DPR Berada di Titik Nadir

Dewan Perwakilan Rakyat (DPR) berada pada titik nadir akibat krisis kepercayaan rakyat dan menjadi yang terparah dalam sejarahnya. Perilaku buruk anggota parlemen–dan juga pejabat publik–yang sering menunjukkan arogansi kekuasaan telah memicu kemarahan publik hingga memantik demonstrasi besar-besaran yang mengguncang negeri. Transformasi kelembagaan DPR secara menyeluruh dan reformasi yang menyentuh akar budaya serta sistem kerja mutlak dibutuhkan.

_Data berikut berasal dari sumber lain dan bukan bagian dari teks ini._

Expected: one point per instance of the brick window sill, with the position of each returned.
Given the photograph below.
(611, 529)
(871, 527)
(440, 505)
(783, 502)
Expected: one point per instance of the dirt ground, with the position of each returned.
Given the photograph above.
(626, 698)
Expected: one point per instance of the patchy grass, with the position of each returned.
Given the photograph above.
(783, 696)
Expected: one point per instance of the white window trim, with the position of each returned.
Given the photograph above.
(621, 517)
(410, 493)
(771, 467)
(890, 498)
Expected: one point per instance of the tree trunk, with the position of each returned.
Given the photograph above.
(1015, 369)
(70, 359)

Unjuk rasa besar-besaran sejak 25 Agustus hingga awal September 2025 bukan hanya karena kenaikan tunjangan DPR di tengah kesulitan ekonomi masyarakat, sulitnya mencari kerja, daya beli anjlok, hingga gelombang pemutusan hubungan kerja (PHK) massal di berbagai sektor industri.

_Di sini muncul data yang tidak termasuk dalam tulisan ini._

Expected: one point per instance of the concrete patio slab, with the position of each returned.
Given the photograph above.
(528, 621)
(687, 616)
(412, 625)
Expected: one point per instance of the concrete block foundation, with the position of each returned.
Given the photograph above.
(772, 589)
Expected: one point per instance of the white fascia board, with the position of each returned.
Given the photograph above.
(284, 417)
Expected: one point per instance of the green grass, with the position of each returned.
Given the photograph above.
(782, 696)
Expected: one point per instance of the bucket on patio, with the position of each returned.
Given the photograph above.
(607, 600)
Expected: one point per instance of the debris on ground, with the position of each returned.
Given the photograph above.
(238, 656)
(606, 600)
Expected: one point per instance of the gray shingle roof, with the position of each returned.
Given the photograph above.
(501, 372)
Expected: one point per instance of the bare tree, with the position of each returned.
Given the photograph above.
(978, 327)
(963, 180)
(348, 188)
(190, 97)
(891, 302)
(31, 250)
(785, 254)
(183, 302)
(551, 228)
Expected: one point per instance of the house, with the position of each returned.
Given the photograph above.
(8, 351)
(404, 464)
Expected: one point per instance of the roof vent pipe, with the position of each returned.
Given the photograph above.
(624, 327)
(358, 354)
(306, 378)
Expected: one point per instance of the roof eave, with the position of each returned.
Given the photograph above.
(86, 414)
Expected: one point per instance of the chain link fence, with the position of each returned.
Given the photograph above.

Kepercayaan masyarakat tergerus dengan sikap para elite yang suka menampilkan arogansi, pernyataan sembrono, penggunaan kewenangan, jabatan, serta fasilitas publik untuk kepentingan pribadi, keluarga maupun kelompoknya, pengambilan kebijakan yang melawan hati nurani rakyat, hingga perilaku koruptif penyelenggara negara yang mengakar pada setiap institusi.
DPR tentu paling disorot karena lembaga yang seharusnya menjadi representasi rakyat, melayani dan penyalur aspirasi, justru telah berubah menjadi simbol ketidakadilan, panggung para elite politik mempertontonkan arogansi kekuasaan, kemewahan, tindakan koruptif, dan berbagai kontroversi.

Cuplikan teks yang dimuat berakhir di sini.